The experience was surreal, principally because this oral grilling took place not in some conference center, but in occupied hotel rooms. Not just any rooms, but the rooms in which the board examiners were living for the week. So, as residents answer questions which determine their future careers, they might, out of the corner of their eyes, catch a glimpse of undergarments lying on the nearby bed. Funny in retrospect, but distracting and horrifying at the time. Mercifully, the test ends in a few hours and, if you have held it together through tough questions and dirty underwear, you pass to become a “board-certified” radiologist.

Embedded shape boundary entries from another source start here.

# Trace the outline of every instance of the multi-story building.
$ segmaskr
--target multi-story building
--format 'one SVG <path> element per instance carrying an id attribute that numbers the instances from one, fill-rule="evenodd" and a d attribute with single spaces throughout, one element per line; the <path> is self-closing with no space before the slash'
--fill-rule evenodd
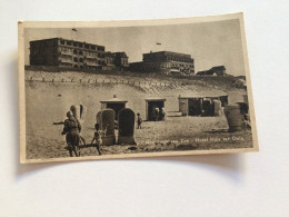
<path id="1" fill-rule="evenodd" d="M 120 52 L 124 53 L 124 52 Z M 57 66 L 78 69 L 107 69 L 113 67 L 127 67 L 123 58 L 106 52 L 104 46 L 51 38 L 30 41 L 30 66 Z"/>
<path id="2" fill-rule="evenodd" d="M 193 59 L 190 55 L 159 51 L 142 55 L 141 62 L 130 63 L 131 71 L 161 72 L 192 76 L 195 73 Z"/>
<path id="3" fill-rule="evenodd" d="M 106 52 L 106 69 L 120 68 L 126 69 L 129 67 L 129 58 L 126 52 Z"/>
<path id="4" fill-rule="evenodd" d="M 212 67 L 206 71 L 198 71 L 197 76 L 223 76 L 226 75 L 225 66 Z"/>

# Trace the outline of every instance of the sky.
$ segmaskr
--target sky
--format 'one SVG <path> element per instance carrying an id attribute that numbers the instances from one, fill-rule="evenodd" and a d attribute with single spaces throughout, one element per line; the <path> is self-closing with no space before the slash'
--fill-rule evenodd
<path id="1" fill-rule="evenodd" d="M 142 61 L 142 53 L 166 50 L 191 55 L 196 72 L 225 66 L 229 75 L 246 73 L 238 19 L 189 24 L 76 29 L 77 32 L 71 28 L 26 28 L 26 65 L 29 65 L 29 41 L 63 38 L 104 46 L 106 51 L 124 51 L 129 62 Z"/>

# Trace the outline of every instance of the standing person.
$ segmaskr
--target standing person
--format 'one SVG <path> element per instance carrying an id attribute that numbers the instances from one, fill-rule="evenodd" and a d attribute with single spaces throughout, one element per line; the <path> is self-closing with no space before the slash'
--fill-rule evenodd
<path id="1" fill-rule="evenodd" d="M 142 118 L 140 117 L 140 114 L 137 114 L 137 124 L 138 124 L 138 129 L 141 129 L 141 122 L 142 122 Z"/>
<path id="2" fill-rule="evenodd" d="M 74 155 L 79 157 L 80 156 L 79 132 L 81 131 L 81 125 L 79 124 L 78 119 L 73 117 L 71 111 L 67 112 L 67 117 L 68 119 L 64 120 L 64 128 L 61 135 L 66 135 L 66 140 L 67 140 L 70 157 L 73 157 L 72 152 L 74 152 Z"/>
<path id="3" fill-rule="evenodd" d="M 166 110 L 165 110 L 165 107 L 161 108 L 161 120 L 166 120 Z"/>
<path id="4" fill-rule="evenodd" d="M 159 120 L 159 117 L 160 117 L 160 109 L 157 107 L 155 109 L 155 121 L 158 121 Z"/>
<path id="5" fill-rule="evenodd" d="M 102 137 L 106 136 L 107 128 L 106 128 L 104 131 L 102 131 L 102 130 L 99 129 L 99 124 L 96 124 L 94 129 L 96 129 L 96 131 L 94 131 L 93 138 L 91 140 L 91 144 L 93 144 L 93 141 L 96 140 L 98 154 L 101 155 L 100 146 L 102 145 Z"/>

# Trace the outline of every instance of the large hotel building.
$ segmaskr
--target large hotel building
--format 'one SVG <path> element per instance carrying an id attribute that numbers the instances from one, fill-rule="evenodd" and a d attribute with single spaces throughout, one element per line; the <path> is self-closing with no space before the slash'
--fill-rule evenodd
<path id="1" fill-rule="evenodd" d="M 159 51 L 142 55 L 141 62 L 130 63 L 131 71 L 161 72 L 166 75 L 195 75 L 193 59 L 190 55 Z"/>
<path id="2" fill-rule="evenodd" d="M 30 66 L 109 70 L 129 65 L 126 52 L 106 52 L 103 46 L 51 38 L 30 41 Z"/>

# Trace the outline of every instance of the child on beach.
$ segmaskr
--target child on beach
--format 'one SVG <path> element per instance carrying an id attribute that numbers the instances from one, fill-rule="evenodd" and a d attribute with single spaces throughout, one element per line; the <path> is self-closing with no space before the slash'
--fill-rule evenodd
<path id="1" fill-rule="evenodd" d="M 141 122 L 142 122 L 142 119 L 140 117 L 140 114 L 137 114 L 137 124 L 138 124 L 138 129 L 141 129 Z"/>

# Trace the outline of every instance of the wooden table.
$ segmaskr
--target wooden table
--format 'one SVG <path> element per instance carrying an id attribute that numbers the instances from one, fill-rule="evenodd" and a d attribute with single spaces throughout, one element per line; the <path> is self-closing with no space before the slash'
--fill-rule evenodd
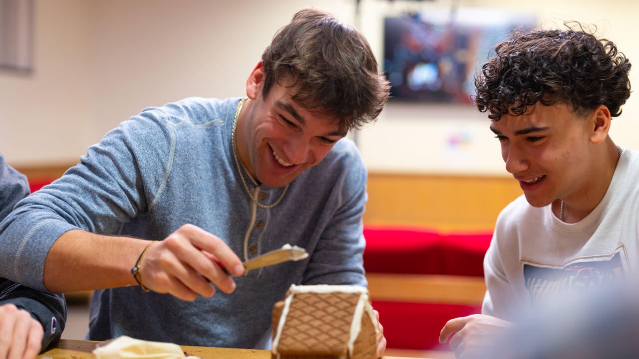
<path id="1" fill-rule="evenodd" d="M 95 356 L 91 352 L 95 349 L 95 346 L 100 342 L 61 339 L 55 348 L 43 353 L 38 358 L 95 359 Z M 271 352 L 269 350 L 189 346 L 181 346 L 181 348 L 187 355 L 195 355 L 203 359 L 270 359 L 271 358 Z M 384 358 L 386 359 L 404 359 L 401 356 L 384 356 Z"/>
<path id="2" fill-rule="evenodd" d="M 91 353 L 100 342 L 61 339 L 55 348 L 47 350 L 38 358 L 53 359 L 95 359 Z M 203 359 L 270 359 L 268 350 L 233 349 L 203 346 L 181 346 L 187 355 L 195 355 Z"/>

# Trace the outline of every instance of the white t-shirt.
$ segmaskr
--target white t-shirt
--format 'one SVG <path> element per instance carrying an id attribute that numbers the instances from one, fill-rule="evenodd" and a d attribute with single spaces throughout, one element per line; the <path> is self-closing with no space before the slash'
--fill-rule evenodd
<path id="1" fill-rule="evenodd" d="M 601 202 L 578 223 L 523 195 L 497 218 L 482 312 L 514 321 L 540 305 L 619 282 L 639 263 L 639 152 L 624 150 Z"/>

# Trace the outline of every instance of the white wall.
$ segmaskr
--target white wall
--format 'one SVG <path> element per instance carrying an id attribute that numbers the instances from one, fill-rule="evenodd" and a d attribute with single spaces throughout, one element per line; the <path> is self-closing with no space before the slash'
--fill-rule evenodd
<path id="1" fill-rule="evenodd" d="M 453 2 L 362 0 L 358 19 L 355 0 L 36 0 L 35 71 L 0 72 L 0 151 L 13 165 L 75 162 L 144 107 L 187 96 L 242 95 L 273 34 L 305 6 L 358 26 L 380 59 L 384 15 Z M 546 24 L 596 24 L 639 61 L 634 2 L 454 3 L 530 11 Z M 639 86 L 636 72 L 631 81 Z M 639 148 L 638 106 L 639 96 L 631 96 L 613 121 L 612 136 L 622 147 Z M 505 174 L 488 125 L 470 105 L 390 103 L 356 138 L 371 170 Z"/>

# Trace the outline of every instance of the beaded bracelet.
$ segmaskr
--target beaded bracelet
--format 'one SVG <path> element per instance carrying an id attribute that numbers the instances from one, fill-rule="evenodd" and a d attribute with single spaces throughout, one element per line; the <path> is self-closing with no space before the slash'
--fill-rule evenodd
<path id="1" fill-rule="evenodd" d="M 142 284 L 142 272 L 140 271 L 140 264 L 141 264 L 141 262 L 142 262 L 142 257 L 144 256 L 144 253 L 146 253 L 146 250 L 148 249 L 149 247 L 151 247 L 151 245 L 154 243 L 155 243 L 155 241 L 151 241 L 149 242 L 149 244 L 146 245 L 146 247 L 144 247 L 144 250 L 142 251 L 142 253 L 140 254 L 140 256 L 137 257 L 137 261 L 135 261 L 135 265 L 131 268 L 131 274 L 133 275 L 134 279 L 135 279 L 135 282 L 137 282 L 137 284 L 140 285 L 140 287 L 142 288 L 142 290 L 147 293 L 151 291 Z"/>

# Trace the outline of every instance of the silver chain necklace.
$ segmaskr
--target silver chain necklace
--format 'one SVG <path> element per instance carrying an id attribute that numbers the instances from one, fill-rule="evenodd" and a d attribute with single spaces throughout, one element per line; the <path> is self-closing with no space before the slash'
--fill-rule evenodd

As of 2014, the oral boards examination for radiology has been replaced by computerized tests—an overall simpler and fairer testing method, but with less opportunity for funny stories.
Interestingly, one need not necessarily pass the boards to practice radiology. One who has completed residency training but not yet passed the boards carries the strange title of “board eligible.” Quite a few radiologists (and other types of physicians) work this way for part or all of their careers—all perfectly legit. Many radiologists who fall into this category are older, and decided for whatever reason not to take the boards, a path more accepted in the past. Some board eligible radiologists have just graduated residency and are preparing to take their board exam in the near future.
The fact that a radiologist has passed the board certification exam indicates he or she has completed a rigorous radiology residency and was deemed by experts in the field—the board examiners—to possess the necessary qualities and skills to practice radiology. If you discover that a radiologist who read your study is not board certified, it may be worth further scrutiny on your part. My explanation is not a slight against the board eligible; rather, I seek to clear up this confusing terminology so that you, as a patient, can be better informed.
“Fellowship is an extra year or two of working for the man“—the cynical radiologist.
“Fellowship is an opportunity to further one’s knowledge and skill in a specific subspecialty in the greater field of radiology”—the optimist radiologist.
“Fellowship is what we make of it“—the philosopher radiologist.
There is truth in each of these statements, but the second is most informative and least snarky. Fellowship consists of 1-2 years of additional training in a subspecialty of radiology. It is optional, although greater than 90% of radiology residents continue on to fellowship for various reasons—primarily because most practices value the skills that fellowship-trained radiologists bring to the job.The most common fellowships are, in no particular order:
- Neuroradiology—brain, spine, and head/neck
- Body imaging—abdomen and pelvis
- Thoracic imaging—chest (sometimes combined with body imaging)
- Musculoskeletal imaging—bones and joints, spine
- Women’s imaging—primarily breast, sometimes female pelvis
- Pediatric imaging—all types of imaging in children. At large pediatric hospitals, there is often subspecialization within pediatric imaging (i.e. pediatric neuroradiology)
- Vascular/interventional radiology—image-guided procedures
Some fellowships—neuroradiology, vascular/interventional, and pediatric radiology—require another test (groan). But after that…
Well, not really. Although formal training is done, radiology, like many professions, requires lifelong learning—both formally as continuing medical education, and informally as questions arise on a daily basis. New technologies are developed, and research continually alters paradigms in the field. A steady flow of new insights and techniques are constantly integrated into daily practice, and help the radiologist operate at the cutting edge of medicine.